On the other hand, recent studies have shown that accumulation of circulatory angiotensin-II (Ang-II) during cerebral ischemia and other neurodegenerative disorders causes detrimental events like oxidative stress, the release of proinflammatory mediators via overstimulation of angiotensin receptor-1 (AT1) by Ang-II, and microglial activation. It has been proven that blockade of AT1 receptors with angiotensin receptor blockers (ARBs) and angiotensin converting enzyme (ACE) inhibitors attenuates the potential neurodegenerative effects mediating through the Ang-II/AT1 receptor neuroinflammatory pathway.^{10, 11}

Role of Ang-II in Cerebral Ischemia

Generally, the renin-angiotensin-aldosterone system regulates the circulatory system and thereby helps in maintaining the homeostasis of the human body.
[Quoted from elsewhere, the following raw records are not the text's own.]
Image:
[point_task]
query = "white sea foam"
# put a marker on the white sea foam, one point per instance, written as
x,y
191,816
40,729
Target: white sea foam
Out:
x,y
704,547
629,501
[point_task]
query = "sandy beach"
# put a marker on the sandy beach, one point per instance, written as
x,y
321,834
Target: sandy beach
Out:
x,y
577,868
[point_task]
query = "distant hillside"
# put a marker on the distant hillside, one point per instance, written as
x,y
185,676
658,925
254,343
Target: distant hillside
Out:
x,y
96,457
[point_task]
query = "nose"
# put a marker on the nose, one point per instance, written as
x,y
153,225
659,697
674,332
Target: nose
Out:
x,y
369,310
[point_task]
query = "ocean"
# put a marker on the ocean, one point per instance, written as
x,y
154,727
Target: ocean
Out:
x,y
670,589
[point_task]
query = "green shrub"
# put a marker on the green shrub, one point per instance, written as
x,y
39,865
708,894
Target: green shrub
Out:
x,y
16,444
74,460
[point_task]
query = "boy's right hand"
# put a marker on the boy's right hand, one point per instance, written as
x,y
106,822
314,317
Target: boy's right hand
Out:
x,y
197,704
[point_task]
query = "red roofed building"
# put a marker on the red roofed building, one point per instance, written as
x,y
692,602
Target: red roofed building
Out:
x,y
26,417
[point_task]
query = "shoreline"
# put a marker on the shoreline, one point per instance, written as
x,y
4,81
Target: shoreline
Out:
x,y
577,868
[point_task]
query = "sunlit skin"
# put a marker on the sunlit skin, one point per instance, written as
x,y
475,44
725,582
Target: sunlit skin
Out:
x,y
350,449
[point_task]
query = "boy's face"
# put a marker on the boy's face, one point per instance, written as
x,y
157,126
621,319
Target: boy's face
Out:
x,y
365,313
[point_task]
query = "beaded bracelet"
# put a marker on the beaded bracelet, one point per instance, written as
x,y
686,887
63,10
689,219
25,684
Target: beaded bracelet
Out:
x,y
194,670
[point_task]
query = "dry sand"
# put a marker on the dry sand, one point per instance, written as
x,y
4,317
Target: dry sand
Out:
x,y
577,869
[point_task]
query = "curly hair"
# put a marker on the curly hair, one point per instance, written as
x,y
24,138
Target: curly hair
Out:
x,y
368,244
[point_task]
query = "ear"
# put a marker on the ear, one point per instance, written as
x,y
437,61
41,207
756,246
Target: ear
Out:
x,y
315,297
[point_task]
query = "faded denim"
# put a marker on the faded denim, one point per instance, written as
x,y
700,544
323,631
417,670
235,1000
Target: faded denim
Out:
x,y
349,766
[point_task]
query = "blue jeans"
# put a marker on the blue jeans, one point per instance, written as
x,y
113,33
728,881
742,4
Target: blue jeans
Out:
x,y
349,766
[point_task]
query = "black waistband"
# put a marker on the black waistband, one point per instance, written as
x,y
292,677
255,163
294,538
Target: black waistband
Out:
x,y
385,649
The enzyme renin will be secreted from the tubules of the kidneys, and angiotensinogen is an α-2 globulin primarily produced by the liver.¹² Other than being the primary source of the enzyme Ang-II, it is often synthesized locally and is also found in various vital organs like the heart, lungs, and brain.^13–15 Since the brain angiotensin system (BAS) has a crucial role in the activation of the ischemic cascade, it has been considered a significant aspect of the evolution of different mechanisms involved in cerebral ischemia.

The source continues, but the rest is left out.